Connaissez-vous Suitcase Joe ?

Photographie contemporaine.

Marc CRIADO

12/6/20233 min read

Certains dénonceront dans ces photos un certain voyeurisme, d'autres diront au contraire que ces photographes mettent en lumière des femmes et des hommes que la société ne veut pas voir. Après tout,  "photographier c’est conférer de l’importance" a écrit Suzanne Sontag !

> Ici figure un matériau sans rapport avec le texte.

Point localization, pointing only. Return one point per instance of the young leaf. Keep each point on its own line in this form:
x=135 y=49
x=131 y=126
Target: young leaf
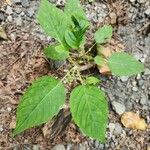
x=75 y=37
x=92 y=80
x=73 y=8
x=56 y=52
x=99 y=60
x=53 y=21
x=40 y=103
x=103 y=34
x=123 y=64
x=89 y=110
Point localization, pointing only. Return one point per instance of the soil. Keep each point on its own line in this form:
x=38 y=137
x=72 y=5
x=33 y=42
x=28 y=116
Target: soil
x=22 y=61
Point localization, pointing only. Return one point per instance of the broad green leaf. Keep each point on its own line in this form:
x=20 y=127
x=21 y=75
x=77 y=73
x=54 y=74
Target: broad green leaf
x=123 y=64
x=99 y=60
x=40 y=103
x=56 y=52
x=53 y=21
x=89 y=110
x=92 y=80
x=75 y=37
x=73 y=8
x=103 y=34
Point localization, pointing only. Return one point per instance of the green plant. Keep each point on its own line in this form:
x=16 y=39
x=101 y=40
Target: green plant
x=88 y=103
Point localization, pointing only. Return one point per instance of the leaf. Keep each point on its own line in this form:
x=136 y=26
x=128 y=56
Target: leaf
x=75 y=37
x=40 y=103
x=53 y=21
x=122 y=64
x=89 y=110
x=133 y=121
x=2 y=34
x=92 y=80
x=103 y=34
x=73 y=8
x=99 y=60
x=56 y=52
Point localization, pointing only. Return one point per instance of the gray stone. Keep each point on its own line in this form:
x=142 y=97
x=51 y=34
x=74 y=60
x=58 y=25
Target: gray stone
x=18 y=10
x=147 y=11
x=9 y=18
x=1 y=128
x=135 y=89
x=111 y=128
x=147 y=71
x=25 y=3
x=30 y=12
x=118 y=129
x=59 y=147
x=124 y=78
x=17 y=1
x=9 y=10
x=36 y=147
x=141 y=1
x=118 y=107
x=143 y=100
x=18 y=21
x=132 y=1
x=2 y=17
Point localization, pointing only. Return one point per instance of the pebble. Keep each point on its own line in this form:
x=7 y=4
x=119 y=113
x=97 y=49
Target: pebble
x=9 y=18
x=9 y=109
x=25 y=3
x=2 y=18
x=124 y=78
x=30 y=12
x=9 y=10
x=18 y=10
x=1 y=128
x=143 y=100
x=147 y=71
x=118 y=107
x=17 y=1
x=135 y=89
x=118 y=129
x=18 y=21
x=111 y=127
x=59 y=147
x=147 y=11
x=36 y=147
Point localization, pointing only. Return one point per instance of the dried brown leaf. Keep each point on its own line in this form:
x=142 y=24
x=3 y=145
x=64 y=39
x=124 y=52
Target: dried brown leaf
x=133 y=121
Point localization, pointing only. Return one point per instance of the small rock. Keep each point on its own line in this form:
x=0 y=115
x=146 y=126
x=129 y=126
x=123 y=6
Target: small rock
x=25 y=3
x=124 y=78
x=2 y=18
x=118 y=107
x=17 y=1
x=9 y=18
x=36 y=147
x=9 y=109
x=9 y=10
x=118 y=129
x=18 y=21
x=147 y=71
x=141 y=1
x=30 y=12
x=111 y=127
x=132 y=1
x=143 y=100
x=1 y=128
x=18 y=10
x=59 y=147
x=135 y=89
x=147 y=12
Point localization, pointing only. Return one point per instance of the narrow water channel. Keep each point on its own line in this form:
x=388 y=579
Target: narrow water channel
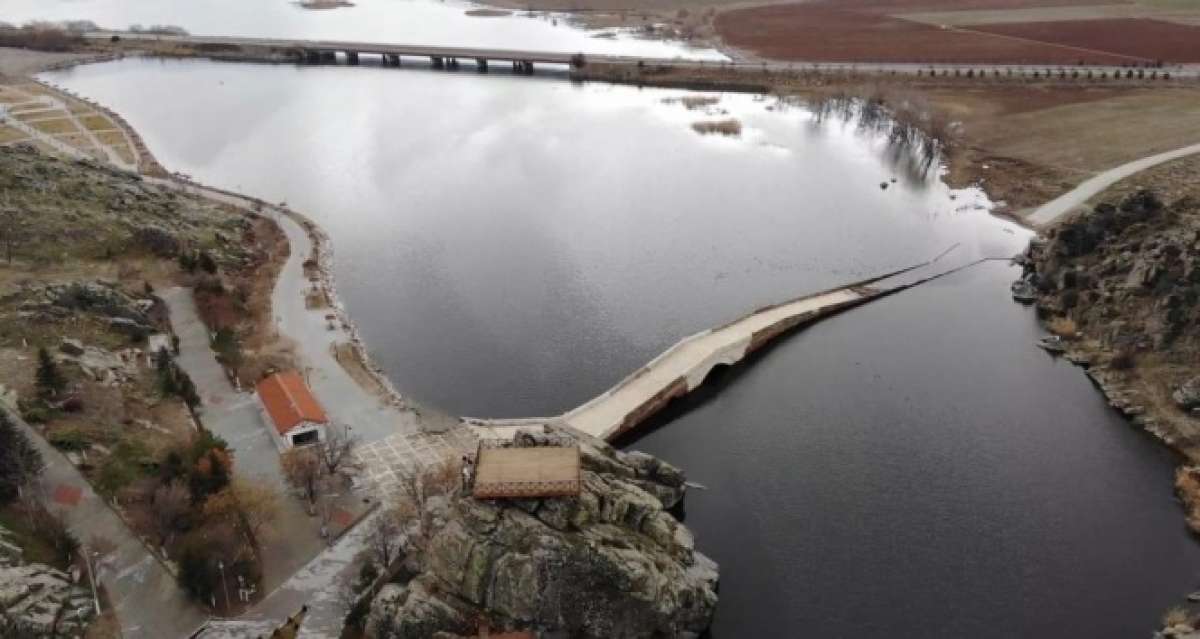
x=510 y=246
x=916 y=467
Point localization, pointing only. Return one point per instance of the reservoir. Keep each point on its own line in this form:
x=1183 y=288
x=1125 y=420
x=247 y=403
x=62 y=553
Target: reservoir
x=510 y=246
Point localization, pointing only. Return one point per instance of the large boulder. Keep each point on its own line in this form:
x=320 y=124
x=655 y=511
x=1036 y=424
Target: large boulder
x=157 y=239
x=610 y=563
x=1187 y=395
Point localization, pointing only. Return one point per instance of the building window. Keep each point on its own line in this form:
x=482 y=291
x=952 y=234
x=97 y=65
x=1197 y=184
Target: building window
x=305 y=439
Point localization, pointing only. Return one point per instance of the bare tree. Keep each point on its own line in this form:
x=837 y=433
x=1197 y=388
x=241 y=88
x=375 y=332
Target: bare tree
x=249 y=507
x=417 y=490
x=13 y=227
x=384 y=538
x=304 y=470
x=171 y=506
x=336 y=447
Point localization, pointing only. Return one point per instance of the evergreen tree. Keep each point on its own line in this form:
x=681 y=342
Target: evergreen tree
x=19 y=461
x=49 y=380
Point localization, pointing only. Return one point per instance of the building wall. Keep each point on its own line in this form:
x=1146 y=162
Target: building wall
x=283 y=442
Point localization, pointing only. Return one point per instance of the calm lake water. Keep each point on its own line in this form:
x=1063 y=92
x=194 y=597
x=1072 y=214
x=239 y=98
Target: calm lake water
x=511 y=246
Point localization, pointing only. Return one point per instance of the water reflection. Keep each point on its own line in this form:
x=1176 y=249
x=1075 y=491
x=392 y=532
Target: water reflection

Personnellement, je ne photographie jamais de SDF. J’ai passé une semaine de stage aux Rencontres d’Arles, chez Emaüs, sans arriver à faire le moindre portrait des compagnons qui travaillaient là. Cet échec fut et est douloureux. Cela m'a permis d'admirer le travail de cette association et de beaucoup réfléchir sur ce type de photos et sur ce qu'elles impliquent. Je trouve, maintenant, que ce style de photographie, si la démarche du photographe est sincère et bienveillante, peut avoir une réelle valeur artistique et sociale. Je vous parlerai ici, plus tard, de Sasha Ascensio, que j’ai eu la chance de rencontrer et qui réalise un travail remarquable en montrant une face de Barcelonne que ses habitants et ses touristes préfèrent ignorer.

Suitcase Joe (Joe La Valise) est un pseudonyme. Depuis dix ans, il porte un regard empathique sur le déplacement et la maladie mentale des habitants du célèbre quartier de Skid Row, au centre-ville de Los Angeles. Il s’est confié dans une interview à Julia Annabel Siedenburg pour le magazine en ligne ART SQUAT dont j’ai traduit une partie.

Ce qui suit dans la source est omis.